In the 2020-21 season he worked to keep the chorus engaged during the pandemic, while it was impossible to meet in person. His leading of bi-weekly Zoom meetings with the chorus presented stimulating conversations with national choral leaders as well as composers and solo orchestral members. For the first part of the 2021-22 season he gradually brought the smaller Chamber Chorus back together for concerts, culminating in May, 2022, with performances of the Beethoven 9th with the entire chorus on stage at last! For 56 years from September, 1963 to January, 2019 he served as Minister of Music and Liturgy at three large churches in St. Louis and Columbus. His choirs sang in major performance venues in Berlin, Leipzig, Dresden, Heidelberg, Prague, and Salzburg, as well as the National Cathedral in Washington, DC.
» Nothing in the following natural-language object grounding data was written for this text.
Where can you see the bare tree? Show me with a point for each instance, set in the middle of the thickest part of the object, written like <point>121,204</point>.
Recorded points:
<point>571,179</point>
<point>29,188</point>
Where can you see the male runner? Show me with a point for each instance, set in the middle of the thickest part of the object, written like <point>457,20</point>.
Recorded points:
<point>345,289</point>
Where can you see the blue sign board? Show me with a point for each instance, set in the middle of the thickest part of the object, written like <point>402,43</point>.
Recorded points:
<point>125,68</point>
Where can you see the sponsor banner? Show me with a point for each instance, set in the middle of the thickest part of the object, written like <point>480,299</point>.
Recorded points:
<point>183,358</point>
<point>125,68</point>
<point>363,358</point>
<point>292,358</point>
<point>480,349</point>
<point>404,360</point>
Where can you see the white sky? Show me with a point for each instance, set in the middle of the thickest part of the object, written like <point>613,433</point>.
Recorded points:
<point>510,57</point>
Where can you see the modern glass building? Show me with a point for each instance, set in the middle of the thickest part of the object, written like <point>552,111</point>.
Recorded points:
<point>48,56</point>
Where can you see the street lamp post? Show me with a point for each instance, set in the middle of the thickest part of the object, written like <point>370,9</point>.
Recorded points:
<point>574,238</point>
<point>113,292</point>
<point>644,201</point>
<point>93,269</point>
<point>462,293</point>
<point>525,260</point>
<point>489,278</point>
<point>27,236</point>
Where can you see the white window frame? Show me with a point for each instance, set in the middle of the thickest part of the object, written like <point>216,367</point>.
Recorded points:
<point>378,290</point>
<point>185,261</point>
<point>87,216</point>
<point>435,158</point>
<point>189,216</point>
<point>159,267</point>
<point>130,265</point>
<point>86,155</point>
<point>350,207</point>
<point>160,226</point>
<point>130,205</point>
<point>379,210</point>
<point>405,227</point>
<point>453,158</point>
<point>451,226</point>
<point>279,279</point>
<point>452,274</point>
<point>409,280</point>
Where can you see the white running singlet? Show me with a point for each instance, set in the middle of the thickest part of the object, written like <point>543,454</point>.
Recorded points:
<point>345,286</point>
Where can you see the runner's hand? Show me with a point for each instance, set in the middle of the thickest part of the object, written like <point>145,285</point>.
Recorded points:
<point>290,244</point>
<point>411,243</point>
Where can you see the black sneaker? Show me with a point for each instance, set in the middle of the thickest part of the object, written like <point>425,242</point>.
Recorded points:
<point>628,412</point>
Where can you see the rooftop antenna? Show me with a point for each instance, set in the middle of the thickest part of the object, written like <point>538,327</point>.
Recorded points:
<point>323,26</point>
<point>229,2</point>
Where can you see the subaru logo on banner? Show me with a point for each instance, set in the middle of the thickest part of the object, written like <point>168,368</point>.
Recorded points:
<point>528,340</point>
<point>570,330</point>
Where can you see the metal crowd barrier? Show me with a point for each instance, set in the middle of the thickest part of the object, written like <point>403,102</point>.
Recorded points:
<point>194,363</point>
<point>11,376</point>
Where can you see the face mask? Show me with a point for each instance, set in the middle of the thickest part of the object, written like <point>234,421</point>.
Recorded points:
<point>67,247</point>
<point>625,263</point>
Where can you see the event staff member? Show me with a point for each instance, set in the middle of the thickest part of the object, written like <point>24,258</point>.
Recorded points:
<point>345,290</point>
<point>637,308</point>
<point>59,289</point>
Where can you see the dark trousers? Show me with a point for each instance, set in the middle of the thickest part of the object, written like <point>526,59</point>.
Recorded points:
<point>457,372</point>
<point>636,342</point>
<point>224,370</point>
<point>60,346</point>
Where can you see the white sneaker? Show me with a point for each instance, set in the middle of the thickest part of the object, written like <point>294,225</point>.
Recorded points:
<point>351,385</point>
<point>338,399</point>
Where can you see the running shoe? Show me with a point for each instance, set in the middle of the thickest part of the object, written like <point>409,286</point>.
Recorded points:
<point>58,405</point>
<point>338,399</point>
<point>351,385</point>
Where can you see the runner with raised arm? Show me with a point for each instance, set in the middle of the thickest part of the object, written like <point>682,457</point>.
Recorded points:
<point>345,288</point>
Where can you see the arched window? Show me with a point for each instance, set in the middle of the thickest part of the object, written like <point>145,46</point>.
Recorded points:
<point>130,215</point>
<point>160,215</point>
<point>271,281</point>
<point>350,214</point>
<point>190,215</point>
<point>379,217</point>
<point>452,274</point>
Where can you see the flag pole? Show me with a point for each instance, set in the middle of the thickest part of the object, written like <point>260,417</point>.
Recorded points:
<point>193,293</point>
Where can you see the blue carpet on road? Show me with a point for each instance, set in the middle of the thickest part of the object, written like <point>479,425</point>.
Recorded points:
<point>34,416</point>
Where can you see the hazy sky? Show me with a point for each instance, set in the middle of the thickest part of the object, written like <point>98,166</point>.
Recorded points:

He demonstrated his piano keyboard skills in a popular recording of Gospel Hymns and jazz arrangements with retired CSO trumpeter Tom Battenberg. He has served as the Assistant Choral Director at Washington University (St. Louis), visiting Choral Director at Denison and Ohio Wesleyan Universities, and led choral workshops for Trinity Seminary and various professional organizations. He holds degrees from William Jewell College and Florida State University. He has also done extensive post-graduate study at Washington University, and studied conducting at the Tanglewood Music Festival. In 1985, he received the Columbus Dispatch Community Service Award for the Advancement of Culture. In May 2015, he was granted the Honorary Doctor of Divinity degree from Trinity Seminary in Bexley, Ohio. This season he will prepare the Symphony Chorus for performances of Orff’s Carmina Burana, Janacek’s Glagolitic Mass, and Verdi’s Rigoletto all under the direction of CSO Music Director, Rossen Milanov. Jenkins will conclude his 41 years as the CSO Symphony Chorus and Chamber Chorus director by conducting the final concert of the CSO Masterworks Series on May 19 and 20, 2023, in a program of works by Handel, Elgar, Vaughan Williams, Benjamin Britten and Stephen Paulus.